The coronavirus pandemic forced a rethinking of the exhibition which was due to open at the Queen Elizabeth Hall foyer at the Southbank Centre. It will now have a much more prominent public platform giving many more people the opportunity to ‘stumble’ across these portraits and to learn about the racial inequality within British academia.
“I am thrilled to be working with the Southbank Centre on this exhibition. As one of London’s leading arts’ venues, it is a fitting space in which to help draw attention to just how few Black female professors there are in the UK and to highlight their achievements.” Dr Rollock
Amongst the 45 women being celebrated in the first-ever public exhibition to honour Britain’s Black female professors are award-winning author Bernadine Evaristo, poet and playwright Joan Anim-Addo and the first woman ever to be appointed head of a UK dental school, Cynthia Pine.
The exhibition results from the work of Dr Rollock who undertook academic research examining the career experiences and strategies of Black female professors at UK universities over the past three years.

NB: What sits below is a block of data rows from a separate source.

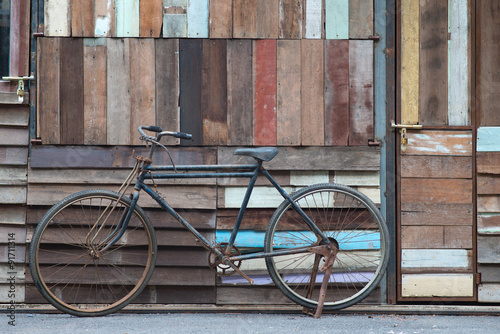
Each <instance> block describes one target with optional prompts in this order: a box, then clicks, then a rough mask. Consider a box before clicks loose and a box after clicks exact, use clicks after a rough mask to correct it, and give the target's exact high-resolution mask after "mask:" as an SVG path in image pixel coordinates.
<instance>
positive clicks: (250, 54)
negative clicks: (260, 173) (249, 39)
mask: <svg viewBox="0 0 500 334" xmlns="http://www.w3.org/2000/svg"><path fill="white" fill-rule="evenodd" d="M227 43H228V44H227V109H228V110H227V115H228V120H227V122H228V144H229V145H253V79H252V77H253V67H252V59H253V54H252V41H251V40H236V39H232V40H228V42H227Z"/></svg>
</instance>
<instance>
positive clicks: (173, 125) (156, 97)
mask: <svg viewBox="0 0 500 334" xmlns="http://www.w3.org/2000/svg"><path fill="white" fill-rule="evenodd" d="M155 52H156V57H155V60H156V67H155V80H156V83H155V86H156V97H155V99H156V103H155V106H156V122H155V124H156V125H157V126H159V127H161V128H162V129H163V130H167V131H179V130H180V115H179V113H180V110H179V40H178V39H156V40H155ZM179 142H180V141H179V139H177V138H174V137H170V136H168V137H164V138H162V143H165V144H167V145H178V144H179Z"/></svg>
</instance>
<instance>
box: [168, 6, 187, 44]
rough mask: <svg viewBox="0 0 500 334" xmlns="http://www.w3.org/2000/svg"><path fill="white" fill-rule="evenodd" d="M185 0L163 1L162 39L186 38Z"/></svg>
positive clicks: (186, 8)
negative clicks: (162, 38) (174, 37)
mask: <svg viewBox="0 0 500 334" xmlns="http://www.w3.org/2000/svg"><path fill="white" fill-rule="evenodd" d="M187 5H188V3H187V0H163V37H176V38H179V37H187Z"/></svg>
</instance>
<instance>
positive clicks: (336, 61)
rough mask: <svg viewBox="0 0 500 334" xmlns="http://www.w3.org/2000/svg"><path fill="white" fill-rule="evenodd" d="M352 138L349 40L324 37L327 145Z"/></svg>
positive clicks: (330, 144)
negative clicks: (351, 125)
mask: <svg viewBox="0 0 500 334" xmlns="http://www.w3.org/2000/svg"><path fill="white" fill-rule="evenodd" d="M348 139H349V41H347V40H344V41H338V40H327V41H325V145H328V146H347V145H348Z"/></svg>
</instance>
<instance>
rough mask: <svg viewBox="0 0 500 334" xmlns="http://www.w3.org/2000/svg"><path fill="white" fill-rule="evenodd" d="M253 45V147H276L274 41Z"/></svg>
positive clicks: (260, 40)
mask: <svg viewBox="0 0 500 334" xmlns="http://www.w3.org/2000/svg"><path fill="white" fill-rule="evenodd" d="M253 43H254V71H255V74H254V78H255V92H254V94H255V95H254V107H255V119H254V145H273V146H274V145H276V40H273V39H265V40H256V41H254V42H253Z"/></svg>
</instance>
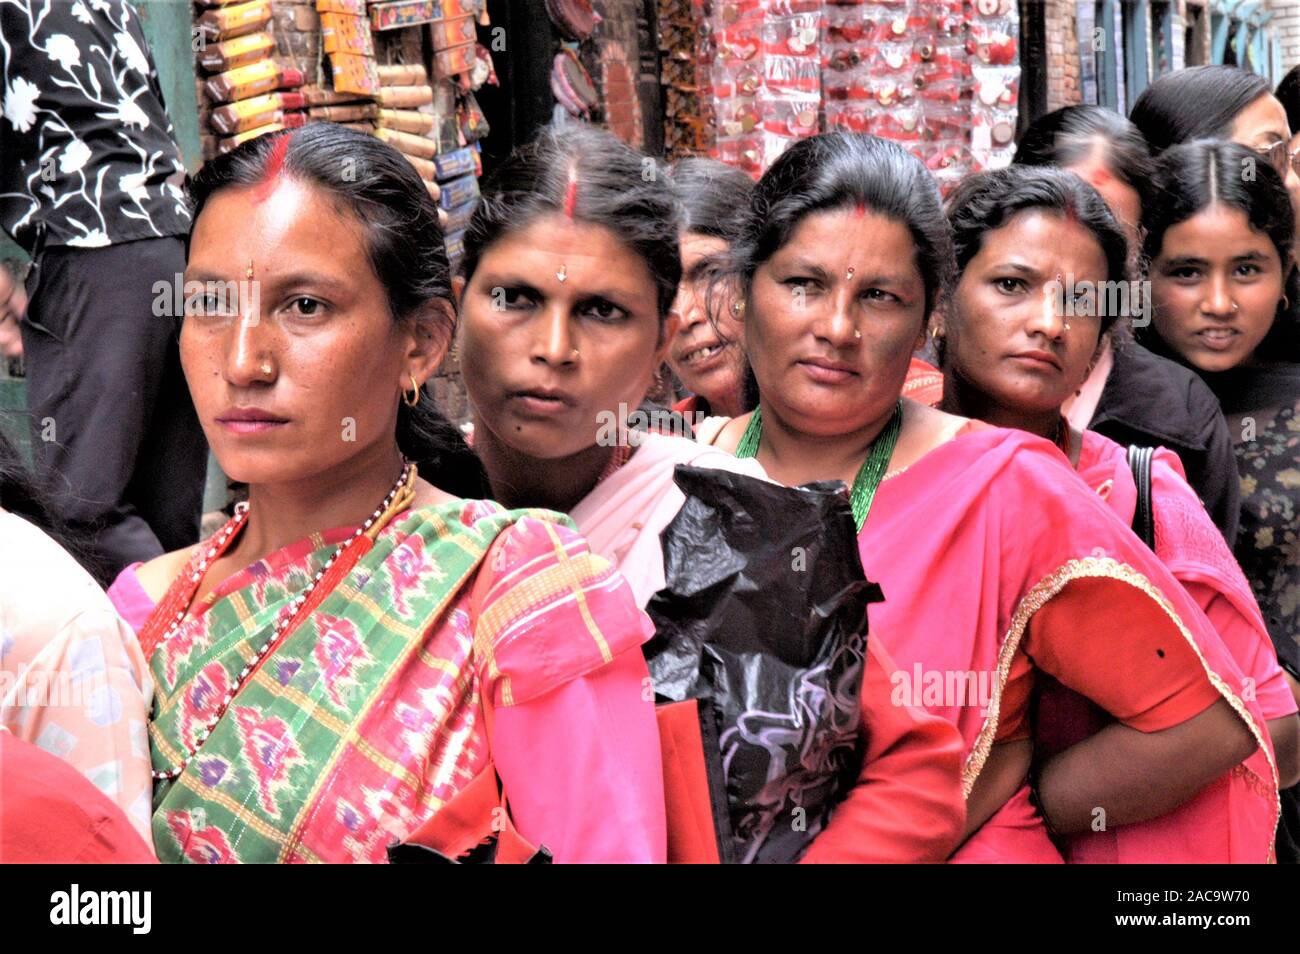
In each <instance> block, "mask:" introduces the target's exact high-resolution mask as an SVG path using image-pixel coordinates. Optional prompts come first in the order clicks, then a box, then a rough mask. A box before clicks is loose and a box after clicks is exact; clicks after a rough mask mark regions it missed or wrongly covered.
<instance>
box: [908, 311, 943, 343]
mask: <svg viewBox="0 0 1300 954" xmlns="http://www.w3.org/2000/svg"><path fill="white" fill-rule="evenodd" d="M946 333H948V326H946V321H945V313H944V307H943V305H935V311H932V312H931V313H930V322H927V324H926V325H922V326H920V334H918V335H917V341H915V343H914V346H913V351H922V350H924V347H926V337H927V335H928V337H930V338H931V339H932V341H935V347H936V351H937V346H939V339H940V338H943V337H944V335H945V334H946Z"/></svg>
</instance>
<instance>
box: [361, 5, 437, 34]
mask: <svg viewBox="0 0 1300 954" xmlns="http://www.w3.org/2000/svg"><path fill="white" fill-rule="evenodd" d="M442 5H443V4H442V3H441V0H391V1H385V3H372V4H370V29H373V30H400V29H403V27H407V26H420V25H421V23H429V22H432V21H434V19H441V18H442V16H443V14H442Z"/></svg>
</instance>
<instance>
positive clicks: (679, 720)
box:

The portraits were taken by photographer Bill Knight, who travelled across England, Scotland and Wales to capture the images.
Dr Rollock’s 2019 research showed the barriers faced by Black women as they worked to navigate their way through higher education and the strategies they used to help them reach professorship.
Fewer than 1% of professors in the UK are Black despite increases in overall levels of academic staff.
“It is an honour for the Southbank Centre to be presenting this important exhibition in our public spaces on the beautiful setting next to the River Thames. Due to COVID-19, we have had to move this exhibition from our indoor spaces, to an outside setting. This means that thousands more people will see the project than might have originally. Access to education and culture is everybody’s right, and the need for culture and education to reflect the society we live in is also a subject that still needs to be fully addressed. This project goes some way into shining a light on these ever more urgent issues.” Cedar Lewisohn, Site Curator
Black women represent the smallest group when both race and gender are considered together. They are three times less likely to be professors than their white female counterparts and half as likely as Black men.
There are 19,285* professors in UK universities in total according to a 2019 report by AdvanceHE. 12,795 are White males, 4,560 are White women. There are 90 Black men and 35 Black women.
These stunning portraits and the respective professors’ biographies are now being presented outdoors, in a series of weatherproof structures that are specially designed with social distancing guidelines in mind.
Phenomenal Women: Portraits of UK Black Female Professors, aims to highlight the presence and excellence of all the women included and provide a platform for debate about what it takes to reach this highest level of academic scholarship. The 45 women have all been professors at some point over the past three years.
The exhibition is sponsored by Paul Hastings, UCU, Pearn Kandola, Wellcome Trust and Baker McKenzie and supported by Runnymede and the Mayor for London.